| created |
2024-08-29 |
| lastmod |
2026-01-26 |
The Chernoff method, also called the Cramer-Chernoff method, applies [[basic inequalities#Markov's inequality]] to the nonnegative random variable $e^{\lambda X}$, and then chooses $\lambda$ to optimize the bound. This often results in tighter bounds and [[concentration inequalities]] than working with the random variable directly.
In particular, for a random variable $X$, Markov's inequality gives that
$$
\Pr(X\geq t) = \Pr(e^{\lambda X}\geq e^{\lambda t}) \leq e^{-\lambda t}\E[e^{\lambda X}].
$$
This holds for all $\lambda>0$, so we obtain the bound
$$
\Pr(X\geq t)\leq \inf_{\lambda >0}e^{-\lambda t}\E[e^{\lambda X}] = \inf_{\lambda >0} e^{-\lambda t}M_X(\lambda),
$$
where $M_X$ is the [[MGF]] of $X$. If we place distributional assumptions on $X$ (eg bounded, [[sub-Gaussian distributions|sub-Gaussianity]]), then we can solve for the optimal value of $\lambda$. If $X = \sum_{i\leq n} X_i$ is the sum of iid observations, then $\E[e^{\lambda X}] = \prod_i \E[e^{\lambda X_i}] = n \E[e^{\lambda X_1}]$. This makes the Chernoff particularly attractive under independence assumptions, even though it is not optimal (see below).
The Chernoff method is often written in terms of the Cramer transform of $X$ (which is why it's often called the Cramer-Chernoff method), which is
$$
\psi_X^(t) = \sup_{\lambda\geq 0} (\lambda t - \psi_X(\lambda)),\quad \text{where}\quad \psi_X(\lambda) = \log \E e^{\lambda Z}.
$$
This is also often called the Fenchel-Legendre transform. This gives,
$$
\Pr(X\geq t) \leq \exp(-\psi_X^(t)),
$$
which leads us to studying and bounding the function $\psi_X^*(t)$.
The Chernoff method is very convenient hence widely deployed, but it's not optimal. We can see this in the case of [[bounded scalar concentration#Hoeffding's bound]], which is missing a factor of $1/t$ in the exponent from what we expect from the CLT. (See The missing factor in Hoeffding's inequalities by Talagrand).

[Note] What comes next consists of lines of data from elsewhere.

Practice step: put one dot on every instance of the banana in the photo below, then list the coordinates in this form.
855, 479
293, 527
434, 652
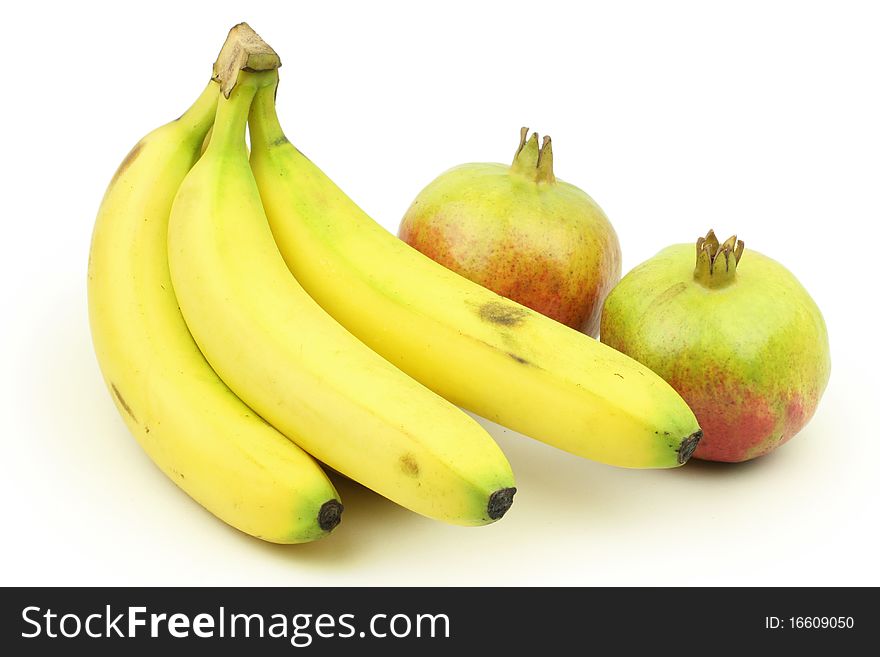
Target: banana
473, 347
190, 424
296, 366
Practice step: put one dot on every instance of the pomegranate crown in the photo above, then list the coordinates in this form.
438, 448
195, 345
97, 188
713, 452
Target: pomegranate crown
532, 161
716, 261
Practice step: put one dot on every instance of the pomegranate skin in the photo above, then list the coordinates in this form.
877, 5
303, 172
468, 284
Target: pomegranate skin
748, 353
526, 236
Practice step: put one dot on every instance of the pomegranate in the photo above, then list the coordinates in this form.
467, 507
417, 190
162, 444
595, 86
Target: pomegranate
735, 334
520, 232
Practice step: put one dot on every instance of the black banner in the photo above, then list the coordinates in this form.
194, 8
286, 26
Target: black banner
279, 621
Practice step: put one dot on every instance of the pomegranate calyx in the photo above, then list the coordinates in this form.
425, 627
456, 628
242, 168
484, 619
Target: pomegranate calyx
717, 262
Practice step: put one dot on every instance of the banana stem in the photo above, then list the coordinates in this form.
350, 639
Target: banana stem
244, 50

More generally, the [[method of moments for concentration]] beats the Chernoff bound (when all moments exist), and the optimization approach to concentration ([[concentration via convex optimization]]) will give the tightest results if the convex program can be solved. See also [[interpolating between Markov and Chernoff]], which is tighter than the Chernoff method but also less computationally convenient.
However, the Chernoff method is optimal is one sense. If $X_1,\dots,X_n$ are iid mean zero, $S_n = \sum_i X_i$, and for all $t\geq 0$,
$$
\Pr(S_n \geq nt) \leq Q^n(t),
$$
then
$$
Q(t) \geq \inf_{\lambda \geq 0} \E[\exp(\lambda(X-t))].
$$
That is, if we have a bound which uses the product structure of the observations (hence the power of $n$ on $Q(t)$), then the Chernoff method is optimal.